Certificates

Distributing public keys is a way to enable authentication of machines. Machine A sends a message to machine B, claiming the identity K_A, by signing with k_A. B verifies that signature, hence the identity. But this protocol requires B to know or to ascertain K_A.

One solution is a key server. As the name suggests, this is a server whose job is to distribute keys. Usually, it is a trusted third party that distributes secret (i.e., symmetric) keys. One very well-known solution is Kerberos. Another solution is distribution of certificates. Here, we'll cover two mechanisms for distribution.

Digital Certificates

A digital certificate (henceforth, certificate) is a signature Sign(id_S, K_S; k_I) on the pair of an identity id_S and public key K_S of a subject S. A certificate is created by an issuer I, whose signing key is k_I. The certificate binds id_S to K_S according to I. As a simpler notation for this idea, let I<<S>> be a certificate issued by I for S. Hence I<<S>> = Sign(id_S, K_S; k_I).

In practice, the most common format for certificates is X.509, an international standard. Beyond id_S, K_S, and the signature, an X.509 signature also contains a serial number, a validity interval, and several other data.

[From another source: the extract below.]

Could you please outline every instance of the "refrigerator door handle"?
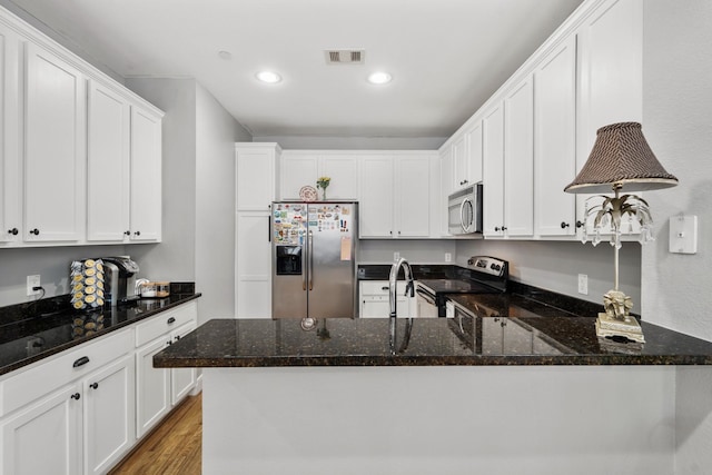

If machine A has acquired a certificate I<<S>>, and if A trusts I to issue that certificate, then A has a basis to verify S's identity:

Authentication with Certificates

S: Let m = "I'm id_S". Compute s = Sign(m; k_S).

S → A: m, s

A: Find a certificate I<<S>> from a trusted issuer I. Verify the signature of I on the certificate. Verify that the identifier in the certificate is id_S. Retrieve K_S from the certificate. Accept if Ver(m; s; K_S).

Note that one common implementation error is to forget to verify id_S. Indeed, sometimes crypto libraries will not do this for you by default.

The final step above requires verifying a signature on a certificate. If A already knows I's public key, that's not a problem. But if not, it seems like all we've done is to make a recursive call: to verify S's key, A needs to verify I's key. And that might involve finding and verifying even more certificates. Where does the recursion end? We need help managing certificates!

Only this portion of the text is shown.